VOLUME II
38. CHAPTER XXXVIII
(continued)
"Poor fellow, he doesn't succeed with the artificial! I went to
see him three weeks ago, at Gardencourt, and found him thoroughly
ill. He has been getting worse every year, and now he has no
strength left. He smokes no more cigarettes! He had got up an
artificial climate indeed; the house was as hot as Calcutta.

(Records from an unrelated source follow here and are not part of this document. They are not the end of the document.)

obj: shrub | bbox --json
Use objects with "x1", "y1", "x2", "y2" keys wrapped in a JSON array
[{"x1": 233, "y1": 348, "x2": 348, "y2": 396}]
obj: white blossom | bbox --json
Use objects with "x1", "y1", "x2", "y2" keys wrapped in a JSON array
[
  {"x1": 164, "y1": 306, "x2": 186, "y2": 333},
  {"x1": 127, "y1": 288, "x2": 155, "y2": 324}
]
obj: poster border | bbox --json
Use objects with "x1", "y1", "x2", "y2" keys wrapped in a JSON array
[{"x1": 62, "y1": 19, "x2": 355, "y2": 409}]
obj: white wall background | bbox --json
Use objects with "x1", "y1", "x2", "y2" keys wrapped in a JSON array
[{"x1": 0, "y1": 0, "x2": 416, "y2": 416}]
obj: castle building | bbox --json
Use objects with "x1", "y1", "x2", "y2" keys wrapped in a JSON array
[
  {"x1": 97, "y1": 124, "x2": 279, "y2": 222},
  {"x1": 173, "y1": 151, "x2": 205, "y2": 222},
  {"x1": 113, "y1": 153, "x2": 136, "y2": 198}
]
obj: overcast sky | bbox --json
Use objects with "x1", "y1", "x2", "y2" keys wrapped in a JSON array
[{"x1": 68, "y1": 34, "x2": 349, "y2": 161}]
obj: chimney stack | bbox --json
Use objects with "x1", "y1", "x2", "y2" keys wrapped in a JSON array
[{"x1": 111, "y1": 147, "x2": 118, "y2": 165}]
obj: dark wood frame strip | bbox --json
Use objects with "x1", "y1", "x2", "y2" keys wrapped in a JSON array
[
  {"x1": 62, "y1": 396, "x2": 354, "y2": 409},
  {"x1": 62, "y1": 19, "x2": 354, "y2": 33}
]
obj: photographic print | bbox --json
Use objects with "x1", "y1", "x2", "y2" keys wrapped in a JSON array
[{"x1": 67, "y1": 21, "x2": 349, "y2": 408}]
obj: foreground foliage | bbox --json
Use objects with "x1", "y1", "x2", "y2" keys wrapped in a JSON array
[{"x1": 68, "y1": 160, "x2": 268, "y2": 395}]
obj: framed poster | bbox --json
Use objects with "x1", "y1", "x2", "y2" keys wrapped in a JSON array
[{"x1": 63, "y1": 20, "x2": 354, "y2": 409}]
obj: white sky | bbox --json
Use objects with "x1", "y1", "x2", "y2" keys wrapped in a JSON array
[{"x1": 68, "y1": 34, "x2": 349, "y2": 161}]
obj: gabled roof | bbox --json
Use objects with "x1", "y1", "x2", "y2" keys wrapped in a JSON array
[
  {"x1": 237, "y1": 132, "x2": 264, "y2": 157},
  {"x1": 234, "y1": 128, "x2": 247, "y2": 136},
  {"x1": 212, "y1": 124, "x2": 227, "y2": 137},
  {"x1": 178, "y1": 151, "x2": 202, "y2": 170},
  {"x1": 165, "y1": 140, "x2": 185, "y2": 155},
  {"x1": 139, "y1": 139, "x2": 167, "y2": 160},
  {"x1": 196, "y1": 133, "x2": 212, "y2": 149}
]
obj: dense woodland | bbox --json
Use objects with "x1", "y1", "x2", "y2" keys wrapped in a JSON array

Nevertheless he had suddenly taken it into his head to start for
Sicily. I didn't believe in it--neither did the doctors, nor any
of his friends. His mother, as I suppose you know, is in America,
so there was no one to prevent him. He stuck to his idea that it
would be the saving of him to spend the winter at Catania. He
said he could take servants and furniture, could make himself
comfortable, but in point of fact he hasn't brought anything. I
wanted him at least to go by sea, to save fatigue; but he said he
hated the sea and wished to stop at Rome. After that, though I
thought it all rubbish, I made up my mind to come with him. I'm
acting as--what do you call it in America?--as a kind of
moderator. Poor Ralph's very moderate now. We left England a
fortnight ago, and he has been very bad on the way. He can't keep
warm, and the further south we come the more he feels the cold.

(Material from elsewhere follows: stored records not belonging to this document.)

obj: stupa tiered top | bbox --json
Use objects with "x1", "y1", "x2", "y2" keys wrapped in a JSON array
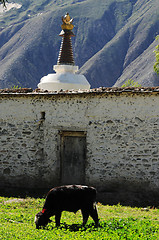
[
  {"x1": 38, "y1": 13, "x2": 90, "y2": 91},
  {"x1": 57, "y1": 13, "x2": 75, "y2": 65}
]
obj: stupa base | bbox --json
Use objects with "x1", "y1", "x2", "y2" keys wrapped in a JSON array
[{"x1": 38, "y1": 65, "x2": 90, "y2": 91}]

He has got rather a good man, but I'm afraid he's beyond human
help. I wanted him to take with him some clever fellow--I mean
some sharp young doctor; but he wouldn't hear of it. If you don't
mind my saying so, I think it was a most extraordinary time for
Mrs. Touchett to decide on going to America."
Isabel had listened eagerly; her face was full of pain and
wonder. "My aunt does that at fixed periods and lets nothing turn
her aside. When the date comes round she starts; I think she'd
have started if Ralph had been dying."
"I sometimes think he IS dying," Lord Warburton said.
Isabel sprang up. "I'll go to him then now."